By using the Android Keystore, we avoid the risk of exposing sensitive keys within the app, ensuring a higher level of security for encryption operations.

Network Security Configuration for Secure Data Transmission

In financial apps, securely transmitting sensitive data over HTTPS is critical to prevent man-in-the-middle attacks. If not properly configured, cleartext traffic (HTTP) can expose this data to unauthorized access. To ensure your app uses HTTPS and blocks any unencrypted traffic, you can define network security policies using a configuration file.

Here’s how to enforce HTTPS using a network security configuration in your app

Create a network security configuration file (network_security_config.xml) in the res/xml folder:

<?xml version="1.0" encoding="utf-8"?>
<network-security-config>
    <domain-config cleartextTrafficPermitted="false">
        <domain includeSubdomains="true">yourapi.com</domain>
    </domain-config>
</network-security-config>

Link the configuration in your AndroidManifest.xml:

<application
    android:networkSecurityConfig="@xml/network_security_config"
    ... >
</application>

• cleartextTrafficPermitted="false": This setting ensures that the app only allows encrypted HTTPS traffic and blocks any HTTP (cleartext) traffic, preventing sensitive data from being exposed.
• <domain> tag: You specify trusted domains (like yourapi.com) that the security settings apply to, including all of its subdomains (by setting includeSubdomains="true").

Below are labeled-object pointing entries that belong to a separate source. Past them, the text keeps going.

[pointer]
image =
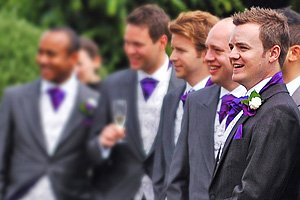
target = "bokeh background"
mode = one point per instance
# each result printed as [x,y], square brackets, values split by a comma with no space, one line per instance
[22,22]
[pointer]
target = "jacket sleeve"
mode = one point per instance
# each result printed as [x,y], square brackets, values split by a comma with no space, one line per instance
[6,130]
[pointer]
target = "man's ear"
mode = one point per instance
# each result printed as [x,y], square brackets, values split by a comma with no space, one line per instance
[163,41]
[293,53]
[274,53]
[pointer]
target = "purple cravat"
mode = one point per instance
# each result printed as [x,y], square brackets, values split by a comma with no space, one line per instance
[148,86]
[209,82]
[236,106]
[225,106]
[57,96]
[185,95]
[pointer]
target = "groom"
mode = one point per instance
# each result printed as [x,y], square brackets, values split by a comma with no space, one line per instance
[260,158]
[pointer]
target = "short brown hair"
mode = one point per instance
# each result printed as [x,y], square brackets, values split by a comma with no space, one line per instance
[89,46]
[293,19]
[194,25]
[273,28]
[151,16]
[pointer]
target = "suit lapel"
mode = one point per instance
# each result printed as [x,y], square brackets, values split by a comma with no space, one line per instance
[173,84]
[32,114]
[75,119]
[271,91]
[296,97]
[174,81]
[173,103]
[133,126]
[207,137]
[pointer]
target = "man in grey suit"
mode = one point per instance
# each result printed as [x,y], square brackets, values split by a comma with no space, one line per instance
[291,66]
[202,131]
[260,159]
[126,172]
[43,132]
[189,32]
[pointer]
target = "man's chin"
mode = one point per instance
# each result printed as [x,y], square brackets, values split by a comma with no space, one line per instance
[135,67]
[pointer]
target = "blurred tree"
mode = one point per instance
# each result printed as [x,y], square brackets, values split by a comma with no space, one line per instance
[18,42]
[103,20]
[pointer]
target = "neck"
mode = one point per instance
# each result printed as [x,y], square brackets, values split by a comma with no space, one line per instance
[230,86]
[193,80]
[92,79]
[155,66]
[291,72]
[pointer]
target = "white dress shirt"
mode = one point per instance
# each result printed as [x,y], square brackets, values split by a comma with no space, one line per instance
[257,88]
[149,116]
[220,135]
[293,85]
[180,109]
[53,123]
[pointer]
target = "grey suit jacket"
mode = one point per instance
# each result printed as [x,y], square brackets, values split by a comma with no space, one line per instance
[265,162]
[23,154]
[296,97]
[120,175]
[193,160]
[165,141]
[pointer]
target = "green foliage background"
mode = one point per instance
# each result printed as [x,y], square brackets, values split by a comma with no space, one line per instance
[22,22]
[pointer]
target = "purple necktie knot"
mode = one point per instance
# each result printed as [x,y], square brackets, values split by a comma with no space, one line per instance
[209,82]
[56,96]
[185,95]
[225,106]
[148,86]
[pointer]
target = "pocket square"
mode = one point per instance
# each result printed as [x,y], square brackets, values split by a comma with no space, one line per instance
[239,133]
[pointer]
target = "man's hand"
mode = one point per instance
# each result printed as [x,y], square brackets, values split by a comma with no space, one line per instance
[110,135]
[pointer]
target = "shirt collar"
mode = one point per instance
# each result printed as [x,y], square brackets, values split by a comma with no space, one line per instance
[237,92]
[259,86]
[293,85]
[201,84]
[159,74]
[67,86]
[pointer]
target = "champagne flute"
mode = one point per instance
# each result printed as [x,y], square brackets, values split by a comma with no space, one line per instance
[119,110]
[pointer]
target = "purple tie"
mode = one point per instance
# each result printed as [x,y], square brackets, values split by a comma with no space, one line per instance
[209,82]
[225,106]
[148,86]
[57,96]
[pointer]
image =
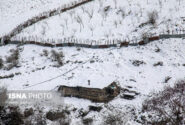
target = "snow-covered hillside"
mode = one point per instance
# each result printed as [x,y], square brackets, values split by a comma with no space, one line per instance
[143,69]
[104,19]
[15,12]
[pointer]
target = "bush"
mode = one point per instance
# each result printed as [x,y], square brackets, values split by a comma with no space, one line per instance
[13,59]
[113,119]
[152,17]
[1,63]
[166,107]
[87,121]
[3,96]
[138,62]
[58,57]
[11,116]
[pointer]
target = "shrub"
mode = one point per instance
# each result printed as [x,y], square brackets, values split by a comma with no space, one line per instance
[58,57]
[166,107]
[11,116]
[1,63]
[152,17]
[45,53]
[138,62]
[13,59]
[87,121]
[3,96]
[113,119]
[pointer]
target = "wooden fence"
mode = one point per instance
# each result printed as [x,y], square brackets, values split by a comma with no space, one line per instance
[42,16]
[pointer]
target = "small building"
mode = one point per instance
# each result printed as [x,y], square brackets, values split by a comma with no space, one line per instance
[94,94]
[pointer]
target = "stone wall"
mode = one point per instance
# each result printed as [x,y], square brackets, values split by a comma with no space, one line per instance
[94,94]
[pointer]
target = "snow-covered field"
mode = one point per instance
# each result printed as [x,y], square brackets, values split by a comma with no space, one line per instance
[100,66]
[98,20]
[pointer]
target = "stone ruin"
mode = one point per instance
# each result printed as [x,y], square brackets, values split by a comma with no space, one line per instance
[94,94]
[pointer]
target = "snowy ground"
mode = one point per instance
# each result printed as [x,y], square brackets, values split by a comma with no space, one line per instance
[15,12]
[100,66]
[109,65]
[103,19]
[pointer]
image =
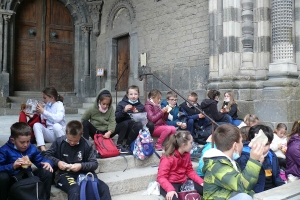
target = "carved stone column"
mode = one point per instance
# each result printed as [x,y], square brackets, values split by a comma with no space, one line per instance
[282,35]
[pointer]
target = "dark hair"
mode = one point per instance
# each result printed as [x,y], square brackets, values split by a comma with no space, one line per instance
[213,93]
[20,129]
[175,141]
[74,128]
[266,129]
[225,135]
[133,87]
[153,93]
[245,131]
[52,92]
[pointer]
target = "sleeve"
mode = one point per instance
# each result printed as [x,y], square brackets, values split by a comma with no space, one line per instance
[163,174]
[58,115]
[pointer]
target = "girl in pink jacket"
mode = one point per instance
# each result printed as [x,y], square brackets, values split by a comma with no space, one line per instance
[175,166]
[158,116]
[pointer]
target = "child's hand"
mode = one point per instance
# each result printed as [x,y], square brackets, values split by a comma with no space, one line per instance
[47,166]
[170,195]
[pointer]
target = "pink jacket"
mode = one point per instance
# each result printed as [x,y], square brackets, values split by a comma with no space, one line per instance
[176,169]
[155,115]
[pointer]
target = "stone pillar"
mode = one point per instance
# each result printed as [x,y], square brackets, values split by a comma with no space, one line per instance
[282,37]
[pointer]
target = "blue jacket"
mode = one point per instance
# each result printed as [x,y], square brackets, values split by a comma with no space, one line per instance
[259,187]
[174,112]
[8,155]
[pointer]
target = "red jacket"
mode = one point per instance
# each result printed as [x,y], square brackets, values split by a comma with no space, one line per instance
[155,115]
[176,169]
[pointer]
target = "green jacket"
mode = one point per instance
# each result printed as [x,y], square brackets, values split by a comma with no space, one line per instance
[221,178]
[101,121]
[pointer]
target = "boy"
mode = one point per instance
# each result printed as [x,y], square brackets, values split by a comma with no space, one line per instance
[11,160]
[74,155]
[223,178]
[173,117]
[269,173]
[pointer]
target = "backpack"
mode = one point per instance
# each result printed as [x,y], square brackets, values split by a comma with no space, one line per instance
[27,187]
[89,187]
[105,146]
[142,147]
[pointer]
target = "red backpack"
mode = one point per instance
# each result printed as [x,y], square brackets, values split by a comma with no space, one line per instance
[105,146]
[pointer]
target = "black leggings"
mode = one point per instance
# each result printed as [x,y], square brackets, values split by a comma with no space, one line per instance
[177,186]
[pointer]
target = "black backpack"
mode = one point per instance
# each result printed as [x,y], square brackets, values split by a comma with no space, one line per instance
[27,187]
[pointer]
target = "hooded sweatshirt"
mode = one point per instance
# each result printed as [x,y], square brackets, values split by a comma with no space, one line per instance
[101,121]
[223,177]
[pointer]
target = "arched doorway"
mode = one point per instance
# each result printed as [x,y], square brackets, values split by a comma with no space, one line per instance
[44,46]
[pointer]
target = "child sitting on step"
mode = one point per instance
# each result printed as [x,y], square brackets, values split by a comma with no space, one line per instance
[176,166]
[158,116]
[74,155]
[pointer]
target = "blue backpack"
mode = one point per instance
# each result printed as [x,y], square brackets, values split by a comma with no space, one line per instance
[89,188]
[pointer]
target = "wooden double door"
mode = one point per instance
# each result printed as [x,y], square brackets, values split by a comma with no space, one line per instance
[44,46]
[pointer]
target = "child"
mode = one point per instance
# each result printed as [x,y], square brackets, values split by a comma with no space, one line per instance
[99,118]
[53,114]
[192,114]
[158,116]
[223,178]
[293,151]
[175,166]
[230,107]
[74,155]
[11,160]
[173,117]
[279,143]
[127,128]
[269,173]
[249,120]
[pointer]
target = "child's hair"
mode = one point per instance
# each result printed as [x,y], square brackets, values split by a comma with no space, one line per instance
[250,119]
[20,129]
[103,95]
[213,93]
[245,131]
[171,94]
[280,126]
[153,93]
[52,92]
[74,128]
[266,129]
[175,141]
[295,129]
[133,87]
[194,94]
[225,135]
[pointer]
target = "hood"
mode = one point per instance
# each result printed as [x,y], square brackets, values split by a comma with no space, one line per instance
[103,91]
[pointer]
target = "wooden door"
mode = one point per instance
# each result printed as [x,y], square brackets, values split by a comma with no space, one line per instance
[44,46]
[123,62]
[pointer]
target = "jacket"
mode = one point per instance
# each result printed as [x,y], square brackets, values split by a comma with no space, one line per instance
[121,115]
[155,114]
[174,113]
[260,186]
[209,106]
[83,153]
[223,176]
[101,121]
[292,156]
[8,155]
[175,169]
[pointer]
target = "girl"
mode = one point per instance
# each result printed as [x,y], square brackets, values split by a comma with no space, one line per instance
[293,151]
[53,114]
[230,107]
[127,128]
[99,118]
[175,166]
[279,143]
[158,116]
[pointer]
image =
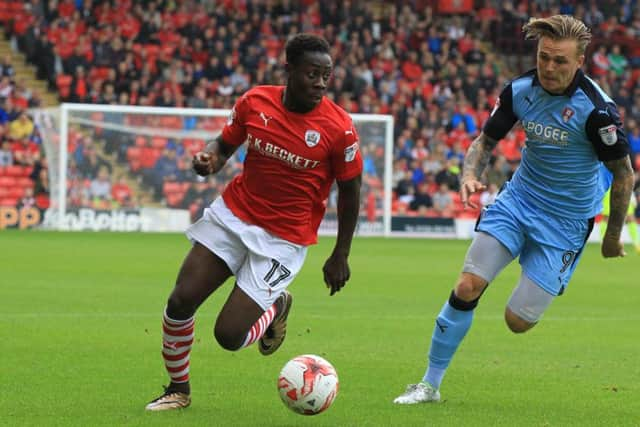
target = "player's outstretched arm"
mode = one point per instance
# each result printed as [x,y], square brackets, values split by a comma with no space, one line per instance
[475,162]
[213,157]
[336,268]
[621,189]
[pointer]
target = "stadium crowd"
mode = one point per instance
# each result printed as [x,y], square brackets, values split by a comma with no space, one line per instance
[437,73]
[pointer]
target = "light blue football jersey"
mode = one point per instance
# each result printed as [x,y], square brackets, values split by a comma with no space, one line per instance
[567,138]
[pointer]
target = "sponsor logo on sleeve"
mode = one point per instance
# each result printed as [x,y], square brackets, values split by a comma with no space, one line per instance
[312,138]
[608,134]
[350,152]
[496,106]
[265,119]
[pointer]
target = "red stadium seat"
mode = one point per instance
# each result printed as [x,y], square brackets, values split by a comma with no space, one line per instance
[172,187]
[7,201]
[159,142]
[43,201]
[8,181]
[14,170]
[25,182]
[16,192]
[174,199]
[63,83]
[134,153]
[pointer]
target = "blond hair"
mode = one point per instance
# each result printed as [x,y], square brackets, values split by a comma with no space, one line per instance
[559,27]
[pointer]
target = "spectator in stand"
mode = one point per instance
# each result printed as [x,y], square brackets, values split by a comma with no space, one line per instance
[21,128]
[450,174]
[617,61]
[404,184]
[199,196]
[633,135]
[166,169]
[443,201]
[6,155]
[79,89]
[7,67]
[422,200]
[121,192]
[91,163]
[27,200]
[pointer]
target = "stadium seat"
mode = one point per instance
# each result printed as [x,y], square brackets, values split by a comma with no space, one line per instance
[171,187]
[63,82]
[8,201]
[159,142]
[174,199]
[15,170]
[25,182]
[5,13]
[7,181]
[16,192]
[141,141]
[43,201]
[134,153]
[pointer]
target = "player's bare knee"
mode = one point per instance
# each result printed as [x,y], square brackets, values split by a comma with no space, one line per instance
[516,324]
[469,287]
[179,307]
[227,338]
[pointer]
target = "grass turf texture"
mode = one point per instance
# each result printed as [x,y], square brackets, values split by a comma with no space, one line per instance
[80,326]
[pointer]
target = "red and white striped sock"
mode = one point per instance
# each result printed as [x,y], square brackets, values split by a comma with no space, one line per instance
[177,338]
[257,330]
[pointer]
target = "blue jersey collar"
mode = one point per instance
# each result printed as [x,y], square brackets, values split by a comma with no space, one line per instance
[569,91]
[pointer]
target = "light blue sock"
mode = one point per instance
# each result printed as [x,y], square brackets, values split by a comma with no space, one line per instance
[451,327]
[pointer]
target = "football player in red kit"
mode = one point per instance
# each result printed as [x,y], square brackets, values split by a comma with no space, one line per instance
[298,143]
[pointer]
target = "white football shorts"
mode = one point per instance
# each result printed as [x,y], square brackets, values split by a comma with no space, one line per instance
[264,265]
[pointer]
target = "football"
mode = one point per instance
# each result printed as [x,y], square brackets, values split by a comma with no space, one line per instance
[308,384]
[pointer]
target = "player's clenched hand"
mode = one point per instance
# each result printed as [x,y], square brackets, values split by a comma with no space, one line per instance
[336,272]
[205,163]
[612,247]
[467,188]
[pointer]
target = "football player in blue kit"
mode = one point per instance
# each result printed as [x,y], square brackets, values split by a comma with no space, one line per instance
[544,214]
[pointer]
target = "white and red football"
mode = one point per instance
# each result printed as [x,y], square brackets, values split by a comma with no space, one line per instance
[308,384]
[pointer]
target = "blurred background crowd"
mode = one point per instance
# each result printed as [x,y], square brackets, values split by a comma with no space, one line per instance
[436,66]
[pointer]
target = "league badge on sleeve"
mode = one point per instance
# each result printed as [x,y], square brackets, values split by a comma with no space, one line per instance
[312,138]
[608,134]
[567,113]
[232,116]
[350,152]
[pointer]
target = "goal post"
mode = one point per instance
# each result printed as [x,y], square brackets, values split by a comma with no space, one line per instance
[92,147]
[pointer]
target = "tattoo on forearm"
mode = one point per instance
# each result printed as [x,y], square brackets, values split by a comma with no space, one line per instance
[478,156]
[621,190]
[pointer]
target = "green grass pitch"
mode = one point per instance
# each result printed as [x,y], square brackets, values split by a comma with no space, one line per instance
[80,326]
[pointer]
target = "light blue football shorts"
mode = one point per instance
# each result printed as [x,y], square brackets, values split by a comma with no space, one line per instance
[549,246]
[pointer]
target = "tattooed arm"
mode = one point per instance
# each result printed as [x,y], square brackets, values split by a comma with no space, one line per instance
[213,157]
[621,190]
[475,162]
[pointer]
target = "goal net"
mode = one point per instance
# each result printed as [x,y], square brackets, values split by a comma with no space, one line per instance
[128,168]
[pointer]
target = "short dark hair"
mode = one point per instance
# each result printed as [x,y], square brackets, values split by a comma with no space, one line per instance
[304,42]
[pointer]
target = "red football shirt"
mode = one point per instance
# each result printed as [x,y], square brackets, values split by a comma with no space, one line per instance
[292,160]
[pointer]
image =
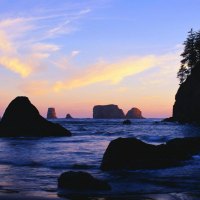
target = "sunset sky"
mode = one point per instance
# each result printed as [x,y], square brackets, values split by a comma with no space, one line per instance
[74,54]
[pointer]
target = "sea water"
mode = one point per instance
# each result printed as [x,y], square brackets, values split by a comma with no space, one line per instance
[32,165]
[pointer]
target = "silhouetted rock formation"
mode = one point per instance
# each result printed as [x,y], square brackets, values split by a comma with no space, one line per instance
[21,118]
[51,113]
[107,112]
[134,113]
[169,119]
[187,104]
[68,116]
[81,181]
[127,122]
[131,153]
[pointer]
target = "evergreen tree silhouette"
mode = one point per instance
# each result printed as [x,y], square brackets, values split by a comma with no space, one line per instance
[189,57]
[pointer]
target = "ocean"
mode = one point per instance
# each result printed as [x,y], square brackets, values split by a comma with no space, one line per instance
[32,165]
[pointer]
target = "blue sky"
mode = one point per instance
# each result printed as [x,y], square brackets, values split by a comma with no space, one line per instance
[73,55]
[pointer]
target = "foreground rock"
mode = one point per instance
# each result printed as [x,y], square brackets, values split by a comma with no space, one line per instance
[51,113]
[187,107]
[107,112]
[131,153]
[68,116]
[21,118]
[134,113]
[81,181]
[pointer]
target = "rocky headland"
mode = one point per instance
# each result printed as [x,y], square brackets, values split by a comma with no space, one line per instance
[186,107]
[21,118]
[133,154]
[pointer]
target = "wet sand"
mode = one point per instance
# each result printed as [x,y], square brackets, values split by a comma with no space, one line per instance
[171,196]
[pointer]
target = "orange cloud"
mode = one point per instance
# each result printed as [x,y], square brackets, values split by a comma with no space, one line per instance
[113,73]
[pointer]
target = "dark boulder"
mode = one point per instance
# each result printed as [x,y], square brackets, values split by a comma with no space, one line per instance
[81,181]
[107,112]
[51,113]
[21,118]
[68,116]
[131,153]
[186,108]
[126,122]
[134,113]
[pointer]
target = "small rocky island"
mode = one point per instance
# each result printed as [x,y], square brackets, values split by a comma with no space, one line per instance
[68,116]
[21,118]
[51,113]
[108,112]
[112,111]
[134,113]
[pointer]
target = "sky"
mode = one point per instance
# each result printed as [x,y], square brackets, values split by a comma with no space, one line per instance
[73,55]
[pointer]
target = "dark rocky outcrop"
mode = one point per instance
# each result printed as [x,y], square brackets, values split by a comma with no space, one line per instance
[107,112]
[187,105]
[134,113]
[21,118]
[81,181]
[51,113]
[169,119]
[68,116]
[131,153]
[126,122]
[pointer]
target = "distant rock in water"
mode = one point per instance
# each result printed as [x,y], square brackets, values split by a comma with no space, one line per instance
[51,113]
[21,118]
[187,105]
[134,113]
[81,181]
[107,112]
[126,122]
[133,154]
[68,116]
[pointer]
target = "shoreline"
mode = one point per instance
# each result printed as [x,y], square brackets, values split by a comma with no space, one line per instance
[169,196]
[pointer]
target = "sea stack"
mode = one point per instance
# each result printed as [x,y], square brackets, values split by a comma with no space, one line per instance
[187,107]
[68,116]
[108,112]
[51,113]
[134,113]
[21,118]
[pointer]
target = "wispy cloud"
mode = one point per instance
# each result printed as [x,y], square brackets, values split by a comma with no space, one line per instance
[64,62]
[22,46]
[39,87]
[113,73]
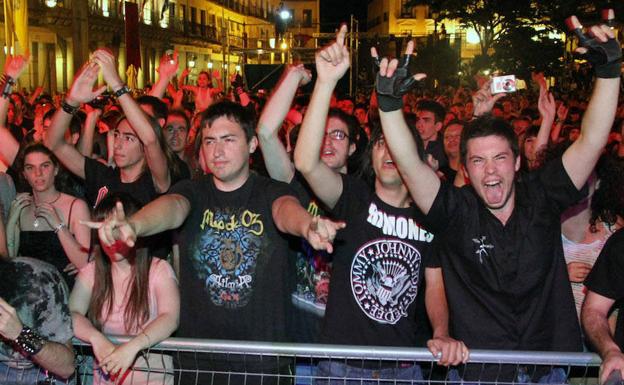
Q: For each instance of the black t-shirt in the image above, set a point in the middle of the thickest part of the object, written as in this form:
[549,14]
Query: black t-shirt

By adding this configuration, you’re ensuring that your financial app’s data transmissions remain secure, guarding against potential security threats.

Conclusion 

Securing app configuration data in financial apps is essential for protecting sensitive user information and maintaining trust. By implementing practices like using EncryptedSharedPreferences, encrypting sensitive values, storing keys in the Android Keystore, and enforcing HTTPS, you can significantly reduce the risk of data breaches and vulnerabilities.

These steps will help ensure that your financial Android app handles sensitive data securely, giving users the peace of mind they need when using your app.